Yeah, the people who post sunset pics instead of memes, hang out IRL without irony, and don’t know what “ratio” means. We mock them, but secretly? They’re onto something.
And I say this as someone who’s logged 10,000 hours in the algorithm mines.
First: What’s a “normie” really?
It’s someone grounded in the physical world. They’re not optimizing their vibe for dopamine or clout. They’re just… existing.
Eating food without filming it. Laughing without subtweeting. Having conversations that vanish into air, not archives.
Here’s the thing: the internet rewards extremes. Hot takes, niche obsessions, curated personas.
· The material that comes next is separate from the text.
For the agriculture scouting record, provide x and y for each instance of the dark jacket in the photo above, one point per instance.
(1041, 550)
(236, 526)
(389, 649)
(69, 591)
But normies live in the average—the messy, boring, beautiful middle where most of life happens.
And that middle? It’s where connection survives when the Wi-Fi dies.
To my neurodivergent friends: I get it.
The real world is loud, unpredictable, and full of NT rules that feel like a bad UI. But normies aren’t the enemy. They’re proof that humans can thrive without hyperfixating on existing correctly.
No masking required—just being.
The magic of normies:
You don’t have to become a normie.
Just… let them exist in your periphery. Let their “basic” lives teach you something:
Life isn’t a performance. You’re allowed to enjoy things unironically. You’re allowed to be boring.
The real world isn’t a normie monopoly, either.
They’re just better at accessing its default settings. But those settings are open-source! Go people-watching. Sit in a park. Small talk a cashier. The stakes are zero. You can always crawl back to your niche later.
Normalcy isn’t about conformity—it’s about access.
Access to spontaneous moments, shared silence, the 3D humanity we pixelate online. Normies aren’t “coping”; they’re living in the only reality we all (yes, even you) are stuck in: this one.
Final take:
Being online sharpens your mind, but normie shit nourishes your soul. You don’t have to pick—you can have both. But never let your disdain for “basic” become a cage.
The older you get, the more you’ll crave what normies have: roots.
Go eat an overpriced coffee shop pastry with a friend. It’s worth it.